Marbled papers show a vibrancy and movement that most prints don't have. This has to do with the paint's tendency to flee from the paper and sink down into the water, even as the paper catches it. Not to mention that every single piece of marbled paper is unique. This uniqueness is one of the greatest qualities of marbled paper, and possibly the reason its varied techniques have survived for centuries all around the world.
But basic marbling does not require a lot of expensive equipment or set-up. Here is a simple DIY marbling set up that you can use with your kids to express your own creativity.
All you'll need is:
Blank paper for marbling (preferably thick and smooth like card stock)
A shallow baking pan
Foaming shave cream
Liquified Watercolors or Food Coloring
A pipette, dropper, or a brush to flick paint with
A clean stick for stirring
A straight edge, such as a washable ruler, to scrape off the extra shaving cream
- Squeeze shaving cream into the pan covering the bottom. You can use a spatula to flatten out the surface a little.
- Drop liquid colors onto the shaving cream. Remember the color of your paper determines the background.
- Use your stirring stick to drag the colors around.
- When you have a design that you like, press your paper onto the shaving cream, and then gently lift it off.
- Scrape the extra shaving cream off your paper.
Have some fun contrasting light and dark colors.
This is a good time to liquify some gold or silver pigments, such as Pearl Ex or metallic watercolors, as accents for your marbling.
If your paper does not dry flat, you can iron it on a low setting, with a piece of cloth between the paper and the iron.
Marbling for Inspiration!
Now that you have your hand-marbled paper, here are some DIY crafts, for you to put around your house as sources of inspiration.

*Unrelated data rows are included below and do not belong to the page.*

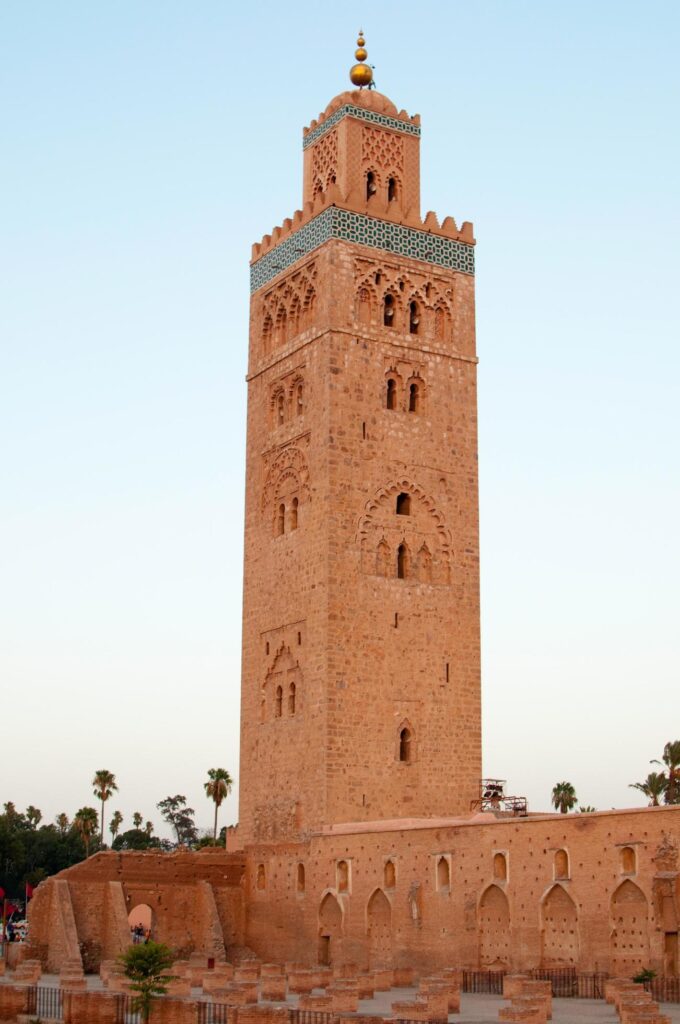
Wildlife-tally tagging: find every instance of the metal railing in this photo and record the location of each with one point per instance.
(47, 1004)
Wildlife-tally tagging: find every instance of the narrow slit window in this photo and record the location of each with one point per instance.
(404, 504)
(388, 310)
(414, 317)
(391, 393)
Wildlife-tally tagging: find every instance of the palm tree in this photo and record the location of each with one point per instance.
(671, 759)
(217, 787)
(62, 823)
(115, 823)
(564, 797)
(86, 820)
(104, 786)
(34, 815)
(653, 786)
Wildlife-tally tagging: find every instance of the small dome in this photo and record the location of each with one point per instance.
(371, 98)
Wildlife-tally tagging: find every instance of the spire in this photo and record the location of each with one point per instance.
(360, 74)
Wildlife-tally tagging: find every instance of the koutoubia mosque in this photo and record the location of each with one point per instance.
(367, 835)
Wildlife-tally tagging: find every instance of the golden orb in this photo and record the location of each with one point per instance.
(360, 75)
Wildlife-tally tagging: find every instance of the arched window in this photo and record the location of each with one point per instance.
(628, 860)
(404, 504)
(405, 744)
(343, 877)
(561, 864)
(401, 562)
(414, 317)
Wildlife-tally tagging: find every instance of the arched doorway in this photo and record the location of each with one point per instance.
(379, 926)
(330, 929)
(494, 929)
(559, 929)
(630, 932)
(141, 922)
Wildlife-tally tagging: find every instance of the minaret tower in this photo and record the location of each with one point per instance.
(360, 657)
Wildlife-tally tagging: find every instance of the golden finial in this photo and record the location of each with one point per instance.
(360, 74)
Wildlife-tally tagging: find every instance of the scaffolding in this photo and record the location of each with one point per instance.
(493, 798)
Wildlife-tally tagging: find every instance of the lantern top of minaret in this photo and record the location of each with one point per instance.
(362, 74)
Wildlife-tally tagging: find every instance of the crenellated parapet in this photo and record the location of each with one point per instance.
(327, 217)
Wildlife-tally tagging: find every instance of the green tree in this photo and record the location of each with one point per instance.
(115, 823)
(33, 815)
(180, 817)
(85, 821)
(147, 968)
(653, 786)
(563, 797)
(671, 760)
(104, 786)
(217, 788)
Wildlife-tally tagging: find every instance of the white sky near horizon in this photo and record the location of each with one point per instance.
(145, 148)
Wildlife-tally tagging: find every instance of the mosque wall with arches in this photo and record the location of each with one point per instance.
(595, 892)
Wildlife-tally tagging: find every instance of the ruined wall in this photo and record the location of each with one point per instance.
(597, 892)
(196, 901)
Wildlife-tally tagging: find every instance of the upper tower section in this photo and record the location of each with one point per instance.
(368, 150)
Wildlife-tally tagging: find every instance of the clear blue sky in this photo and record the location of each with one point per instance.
(145, 146)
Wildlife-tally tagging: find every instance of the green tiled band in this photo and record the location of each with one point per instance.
(335, 223)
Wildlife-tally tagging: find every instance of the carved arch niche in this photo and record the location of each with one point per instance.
(282, 689)
(494, 929)
(630, 930)
(384, 529)
(559, 929)
(286, 489)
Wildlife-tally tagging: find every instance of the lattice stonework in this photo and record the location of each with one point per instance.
(357, 112)
(335, 223)
(382, 150)
(325, 160)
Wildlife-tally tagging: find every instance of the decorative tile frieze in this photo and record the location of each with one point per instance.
(336, 223)
(358, 112)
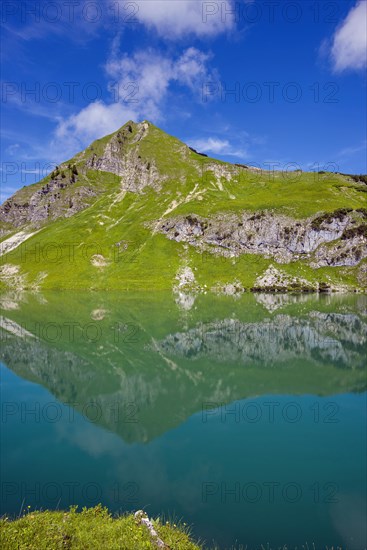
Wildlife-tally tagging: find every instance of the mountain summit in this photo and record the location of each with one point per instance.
(140, 209)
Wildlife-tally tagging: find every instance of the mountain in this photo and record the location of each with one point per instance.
(139, 209)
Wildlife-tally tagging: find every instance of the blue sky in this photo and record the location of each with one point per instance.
(274, 83)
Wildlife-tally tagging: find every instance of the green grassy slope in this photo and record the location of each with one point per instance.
(60, 255)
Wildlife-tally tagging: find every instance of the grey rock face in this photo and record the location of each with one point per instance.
(273, 236)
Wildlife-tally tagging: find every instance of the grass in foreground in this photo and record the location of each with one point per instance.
(90, 529)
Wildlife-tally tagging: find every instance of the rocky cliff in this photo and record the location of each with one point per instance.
(261, 230)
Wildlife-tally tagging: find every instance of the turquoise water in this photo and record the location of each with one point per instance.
(246, 418)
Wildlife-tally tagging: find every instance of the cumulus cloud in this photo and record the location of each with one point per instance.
(141, 84)
(178, 18)
(217, 147)
(95, 120)
(349, 43)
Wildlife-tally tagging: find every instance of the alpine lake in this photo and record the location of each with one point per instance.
(243, 417)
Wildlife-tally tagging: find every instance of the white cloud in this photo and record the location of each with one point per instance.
(349, 43)
(95, 120)
(175, 19)
(140, 89)
(217, 146)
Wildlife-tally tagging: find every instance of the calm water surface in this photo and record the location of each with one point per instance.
(246, 418)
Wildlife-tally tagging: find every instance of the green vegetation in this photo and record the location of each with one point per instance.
(87, 530)
(100, 235)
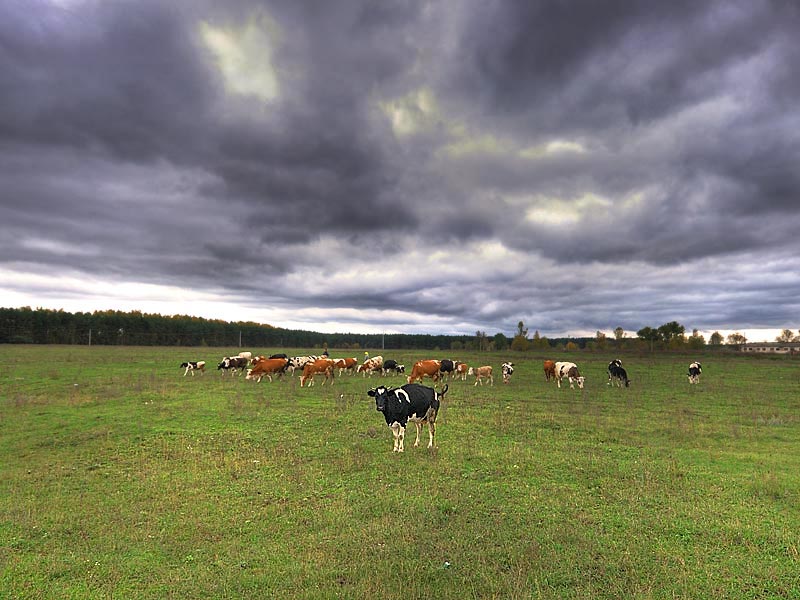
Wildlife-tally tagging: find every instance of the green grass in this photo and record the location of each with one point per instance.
(121, 478)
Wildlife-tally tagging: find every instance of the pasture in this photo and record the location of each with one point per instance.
(120, 477)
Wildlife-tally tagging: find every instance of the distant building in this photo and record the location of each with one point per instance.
(771, 347)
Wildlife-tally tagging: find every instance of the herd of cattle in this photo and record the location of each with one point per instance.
(412, 401)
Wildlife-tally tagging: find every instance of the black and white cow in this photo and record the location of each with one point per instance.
(447, 368)
(618, 375)
(410, 402)
(694, 372)
(234, 364)
(508, 370)
(198, 365)
(391, 366)
(614, 363)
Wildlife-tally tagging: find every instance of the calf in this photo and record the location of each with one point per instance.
(267, 367)
(193, 366)
(321, 365)
(549, 370)
(447, 368)
(425, 368)
(570, 371)
(481, 373)
(614, 363)
(234, 364)
(461, 370)
(410, 402)
(694, 372)
(392, 366)
(371, 365)
(618, 375)
(508, 370)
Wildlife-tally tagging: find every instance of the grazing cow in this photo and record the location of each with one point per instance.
(410, 402)
(321, 365)
(234, 364)
(447, 368)
(549, 370)
(299, 362)
(346, 364)
(371, 365)
(614, 363)
(570, 371)
(508, 370)
(199, 365)
(694, 372)
(618, 375)
(392, 366)
(481, 373)
(424, 368)
(267, 367)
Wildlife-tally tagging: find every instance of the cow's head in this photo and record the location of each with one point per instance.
(381, 395)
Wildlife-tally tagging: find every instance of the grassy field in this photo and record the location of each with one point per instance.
(121, 478)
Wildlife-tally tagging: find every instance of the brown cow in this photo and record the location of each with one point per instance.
(482, 373)
(425, 368)
(549, 370)
(461, 371)
(371, 365)
(346, 364)
(267, 367)
(321, 365)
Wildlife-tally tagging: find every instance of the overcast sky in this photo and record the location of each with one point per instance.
(440, 166)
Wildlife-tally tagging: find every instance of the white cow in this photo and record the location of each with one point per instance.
(570, 371)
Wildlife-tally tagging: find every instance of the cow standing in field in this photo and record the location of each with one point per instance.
(410, 402)
(234, 364)
(346, 364)
(618, 375)
(321, 365)
(482, 373)
(614, 363)
(199, 365)
(694, 372)
(267, 367)
(425, 368)
(392, 367)
(570, 371)
(508, 370)
(549, 370)
(370, 365)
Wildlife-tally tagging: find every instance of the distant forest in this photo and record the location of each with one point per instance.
(45, 326)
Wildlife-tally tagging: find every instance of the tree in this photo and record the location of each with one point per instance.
(649, 334)
(697, 341)
(736, 338)
(672, 330)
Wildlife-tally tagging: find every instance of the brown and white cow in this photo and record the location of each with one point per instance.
(193, 366)
(321, 365)
(267, 367)
(482, 373)
(570, 371)
(425, 368)
(549, 370)
(369, 366)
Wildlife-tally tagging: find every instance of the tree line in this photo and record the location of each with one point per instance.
(45, 326)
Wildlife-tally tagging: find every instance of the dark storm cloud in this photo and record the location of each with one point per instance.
(422, 165)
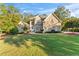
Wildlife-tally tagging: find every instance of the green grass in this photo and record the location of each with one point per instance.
(40, 45)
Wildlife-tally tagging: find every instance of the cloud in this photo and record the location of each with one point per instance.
(74, 8)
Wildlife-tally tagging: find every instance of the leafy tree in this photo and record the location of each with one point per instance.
(62, 12)
(9, 17)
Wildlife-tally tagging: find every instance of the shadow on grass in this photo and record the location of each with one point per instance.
(49, 44)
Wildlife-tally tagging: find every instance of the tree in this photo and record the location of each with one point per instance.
(62, 12)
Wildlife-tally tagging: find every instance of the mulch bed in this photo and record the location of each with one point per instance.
(2, 36)
(72, 33)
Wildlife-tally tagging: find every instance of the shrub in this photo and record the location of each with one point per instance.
(14, 30)
(73, 29)
(71, 24)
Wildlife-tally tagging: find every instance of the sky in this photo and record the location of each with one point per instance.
(45, 8)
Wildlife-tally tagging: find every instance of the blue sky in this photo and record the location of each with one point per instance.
(45, 8)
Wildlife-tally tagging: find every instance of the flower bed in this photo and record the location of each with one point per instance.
(72, 33)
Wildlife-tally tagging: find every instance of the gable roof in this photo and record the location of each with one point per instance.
(52, 17)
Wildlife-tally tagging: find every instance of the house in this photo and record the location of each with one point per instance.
(21, 26)
(52, 23)
(45, 24)
(36, 24)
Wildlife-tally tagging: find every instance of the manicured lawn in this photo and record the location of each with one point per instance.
(40, 44)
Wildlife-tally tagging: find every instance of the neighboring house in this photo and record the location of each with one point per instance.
(45, 24)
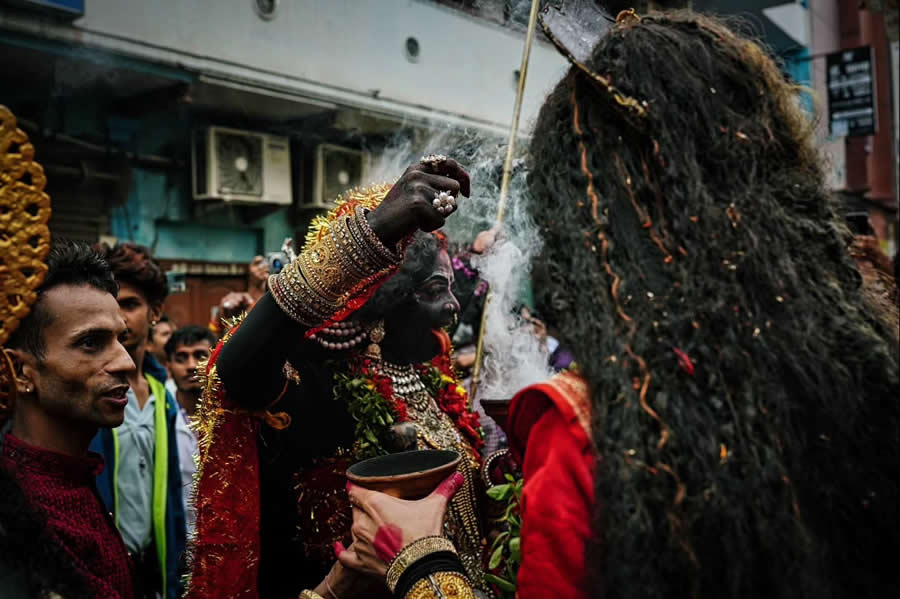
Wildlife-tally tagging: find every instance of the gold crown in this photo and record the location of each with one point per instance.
(24, 239)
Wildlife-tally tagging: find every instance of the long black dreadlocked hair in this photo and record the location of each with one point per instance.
(744, 393)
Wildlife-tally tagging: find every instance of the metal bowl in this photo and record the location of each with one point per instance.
(407, 475)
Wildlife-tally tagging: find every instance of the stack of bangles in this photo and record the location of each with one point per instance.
(348, 259)
(428, 568)
(425, 569)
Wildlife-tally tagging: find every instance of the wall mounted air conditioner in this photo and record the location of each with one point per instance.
(241, 166)
(337, 170)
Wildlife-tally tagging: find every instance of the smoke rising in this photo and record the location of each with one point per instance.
(514, 356)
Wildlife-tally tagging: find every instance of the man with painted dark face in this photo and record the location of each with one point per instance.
(72, 378)
(142, 485)
(187, 348)
(343, 359)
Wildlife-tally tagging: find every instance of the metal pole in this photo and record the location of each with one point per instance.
(504, 183)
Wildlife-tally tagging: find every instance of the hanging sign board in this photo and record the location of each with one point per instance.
(851, 92)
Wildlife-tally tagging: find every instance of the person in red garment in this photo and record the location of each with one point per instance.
(71, 375)
(732, 428)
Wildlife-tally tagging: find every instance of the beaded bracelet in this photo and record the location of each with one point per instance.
(413, 553)
(448, 584)
(319, 283)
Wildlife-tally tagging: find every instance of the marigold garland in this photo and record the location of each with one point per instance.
(374, 407)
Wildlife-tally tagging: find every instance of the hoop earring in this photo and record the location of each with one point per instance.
(376, 336)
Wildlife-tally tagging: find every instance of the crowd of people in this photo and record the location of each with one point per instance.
(723, 421)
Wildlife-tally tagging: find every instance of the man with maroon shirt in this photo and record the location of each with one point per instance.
(71, 380)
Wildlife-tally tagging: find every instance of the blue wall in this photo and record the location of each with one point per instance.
(159, 210)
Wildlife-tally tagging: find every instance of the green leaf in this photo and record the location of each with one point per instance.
(515, 549)
(500, 538)
(496, 556)
(503, 584)
(500, 492)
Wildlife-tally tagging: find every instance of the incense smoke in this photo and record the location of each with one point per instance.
(514, 357)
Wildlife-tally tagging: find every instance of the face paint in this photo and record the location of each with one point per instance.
(435, 304)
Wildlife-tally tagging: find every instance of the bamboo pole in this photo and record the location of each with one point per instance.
(504, 183)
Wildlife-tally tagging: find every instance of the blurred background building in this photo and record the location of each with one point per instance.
(211, 130)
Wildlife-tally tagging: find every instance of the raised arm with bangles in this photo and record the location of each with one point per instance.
(343, 358)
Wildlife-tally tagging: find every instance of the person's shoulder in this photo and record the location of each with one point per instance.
(566, 392)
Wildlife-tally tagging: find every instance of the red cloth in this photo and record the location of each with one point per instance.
(558, 493)
(62, 488)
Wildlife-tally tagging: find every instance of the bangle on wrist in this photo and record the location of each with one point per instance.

Use your marbled paper as the background for lists, weekly schedules or calenders.
To make a list, cut one of your marbled papers in half, to make a long thin rectangle. Cut a rectangle of white paper, so that it fits into the first with wide enough margins that you can see the marbling. Use a glue stick to past the white box onto the marbled paper. Write the title of the list at the top, and use a ruler to evenly space your list.
This is similar to the list technique.
For a small calendar, this can be done with an a standard printer size piece of paper (8.5x11in). A larger calendar requires a fairly large piece of marbled paper. Remember that even if your pan for marbling is small, using the foam method, you can marble different sections of the same paper at different times. If you are doing this, make sure to use the same color combination both times, so that your paper has continuity.
Print out your desired calendar, and cut it to fit onto the marbled paper. Use a glue stick, and glue it down.
Cut your marbled paper into smaller squares or rectangles, depending on what size notepad you'd like to make. Use a ruler to make lines on the back side of your marbled paper. Measuring your cuts will allow the papers of a notepad to be straight. Place your paper on top of a piece of thin cardboard or thick card stock cut to the same size. Clamp the papers in place and use PVA Glue or Rubber Cement to glue one side of the note pad. Let dry. When the glue is completely dry, and the papers are still clamped, use as fine grained sandpaper to smooth out the remaining three edges.
Notes and Envelopes
Cut your marbled paper into rectangles. Fold in half longways. Using kraft paper, fold a small envelope. You can write on the marbled front and interior of the card. Use cards to wrap gifts, small thank you notes, and send them to lunch with a loved one.
If you're thinking about more complex projects, marbled paper makes for beautiful book covers, and they are more traditionally used for the end pages of leather-bound books.
What are you using marbled paper for in your home?